Damit beginnt für die Linkspartei eine Phase der Ungewissheit. Zuletzt war immer öfter zu hören, dass Gregor Gysi den Fraktionsvorsitz im Herbst aufgeben werde – auch wenn er das öffentlich stets dementiert. Trotzdem galt seine Nachfolge als geregelt: Wagenknecht würde gemeinsam mit Dietmar Bartsch eine Doppelspitze bilden – so pfiffen es die Spatzen von den Dächern, auch wenn es nie eine Bestätigung gab. Nach vielen Streitereien in der Vergangenheit, hatten sich die beiden miteinander arrangiert. Warum nun also Wagenknechts Verzicht?
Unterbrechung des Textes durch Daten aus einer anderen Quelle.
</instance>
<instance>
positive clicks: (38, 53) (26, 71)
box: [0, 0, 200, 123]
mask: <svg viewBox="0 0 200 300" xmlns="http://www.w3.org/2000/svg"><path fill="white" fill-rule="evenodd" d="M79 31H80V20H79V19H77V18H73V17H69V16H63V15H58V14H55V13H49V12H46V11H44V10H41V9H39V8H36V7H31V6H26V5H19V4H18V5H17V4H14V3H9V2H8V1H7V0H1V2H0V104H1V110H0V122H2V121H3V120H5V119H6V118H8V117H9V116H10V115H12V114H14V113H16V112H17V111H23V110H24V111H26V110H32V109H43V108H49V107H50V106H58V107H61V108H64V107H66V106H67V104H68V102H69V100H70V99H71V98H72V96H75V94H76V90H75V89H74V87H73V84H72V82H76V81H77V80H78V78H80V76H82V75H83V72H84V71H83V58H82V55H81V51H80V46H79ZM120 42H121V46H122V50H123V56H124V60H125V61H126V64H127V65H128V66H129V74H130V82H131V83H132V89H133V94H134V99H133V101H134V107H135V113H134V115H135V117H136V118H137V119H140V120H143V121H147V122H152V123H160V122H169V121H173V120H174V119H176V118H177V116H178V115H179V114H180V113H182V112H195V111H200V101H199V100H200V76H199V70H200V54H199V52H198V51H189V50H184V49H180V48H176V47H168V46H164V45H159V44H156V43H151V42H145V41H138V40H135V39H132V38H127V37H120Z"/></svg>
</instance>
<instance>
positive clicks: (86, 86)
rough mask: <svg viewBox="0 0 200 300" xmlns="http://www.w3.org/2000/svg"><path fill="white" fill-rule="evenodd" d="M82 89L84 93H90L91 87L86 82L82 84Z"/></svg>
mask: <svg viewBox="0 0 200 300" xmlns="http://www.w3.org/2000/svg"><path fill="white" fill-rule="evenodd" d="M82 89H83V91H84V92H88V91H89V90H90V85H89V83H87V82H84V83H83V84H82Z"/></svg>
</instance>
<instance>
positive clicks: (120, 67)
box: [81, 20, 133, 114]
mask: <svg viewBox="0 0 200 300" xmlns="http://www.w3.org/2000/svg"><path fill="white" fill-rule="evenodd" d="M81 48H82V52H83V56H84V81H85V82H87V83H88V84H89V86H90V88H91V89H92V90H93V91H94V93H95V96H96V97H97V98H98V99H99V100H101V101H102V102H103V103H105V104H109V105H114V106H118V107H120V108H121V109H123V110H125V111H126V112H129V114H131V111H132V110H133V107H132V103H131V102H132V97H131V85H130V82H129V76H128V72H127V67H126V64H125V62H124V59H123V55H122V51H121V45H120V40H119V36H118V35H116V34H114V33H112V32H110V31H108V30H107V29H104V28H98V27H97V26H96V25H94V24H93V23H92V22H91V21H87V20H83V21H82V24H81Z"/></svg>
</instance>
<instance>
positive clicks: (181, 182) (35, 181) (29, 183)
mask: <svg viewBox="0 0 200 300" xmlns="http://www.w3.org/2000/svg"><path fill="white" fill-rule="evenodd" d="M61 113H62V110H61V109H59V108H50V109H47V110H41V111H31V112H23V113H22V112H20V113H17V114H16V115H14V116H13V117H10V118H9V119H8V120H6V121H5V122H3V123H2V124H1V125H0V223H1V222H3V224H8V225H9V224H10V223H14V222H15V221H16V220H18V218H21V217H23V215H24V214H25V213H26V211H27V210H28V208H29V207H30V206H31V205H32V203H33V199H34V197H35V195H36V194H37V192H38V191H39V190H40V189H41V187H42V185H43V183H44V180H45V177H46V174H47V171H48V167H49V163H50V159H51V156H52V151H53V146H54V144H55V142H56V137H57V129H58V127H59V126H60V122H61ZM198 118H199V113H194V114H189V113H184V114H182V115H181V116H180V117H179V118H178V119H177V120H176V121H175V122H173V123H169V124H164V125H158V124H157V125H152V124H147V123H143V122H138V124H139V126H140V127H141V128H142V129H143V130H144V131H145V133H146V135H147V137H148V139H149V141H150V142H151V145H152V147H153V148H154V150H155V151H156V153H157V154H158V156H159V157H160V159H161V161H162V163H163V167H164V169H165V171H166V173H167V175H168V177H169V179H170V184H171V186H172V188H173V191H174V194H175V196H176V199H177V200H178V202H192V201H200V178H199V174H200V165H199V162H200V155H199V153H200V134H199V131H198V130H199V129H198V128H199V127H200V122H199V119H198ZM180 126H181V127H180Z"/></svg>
In ihrer Erklärung schreibt sie, dass sie politisch mehr bewegen könne, wenn sie sich auf das konzentriere, „was ich am besten kann“. Vielleicht gehört Fraktionsvorsitzende sein einfach nicht dazu? Den Verdacht befeuert zumindest Gregor Gysi: „Entscheidend ist, wie sie erklärt, dass ihr die spezifische Leitungstätigkeit nicht liegt“, heißt es in seiner Erklärung zu Wagenknechts Verzicht. Eine ziemliche Gemeinheit. Was jedoch stimmt: Wagenknecht gilt als brillante Rednerin und scharfe Analytikerin, allerdings nicht als jemand, der gern Kompromisse in der Fraktion aushandelt. Dass ihre Positionen nicht immer mehrheitsfähig sind, zeigte ihr spätestens jetzt die Griechenlandabstimmung. Mit Wagenknecht enthielten sich nur neun andere Linken-Abgeordnete. 41 stimmten hingegen zu – auch viele vom linken Flügel. Als Bruch zwischen Wagenknecht und ihren Unterstützern wollen letztere das jedoch nicht verstanden wissen. „Wir machen weiter Radikalopposition gegen Schäubles Bankenmachtbedienerei“, so der europapolitische Sprecher der Linksfraktion, Diether Dehm, „Unsere Angriffslust und Kraft wäre noch mehr, wenn sich Sahra das noch mal überlegt.“
Wie nun die künftige Spitze der Linksfraktion aussehen wird, ist derweil noch völlig unklar. Die verschiedenen Lager beraten bereits. Am Ende könnte vorerst alles so bleiben, wie es ist. Aber auch eine ganz große Rochade ist denkbar, die Auswirkungen auf den Parteivorsitz haben könnte. Sahra Wagenknecht will vorerst auf ihrem Posten als Erste Stellvertretende Fraktionsvorsitzende bleiben. Abschreiben sollte sie niemand. In zwei Jahren wird schließlich wieder eine neue Fraktionsspitze gewählt. Und viele ihrer Anhänger hoffen jetzt schon, dass sie es spätestens dann doch noch auf den Chefsessel schafft.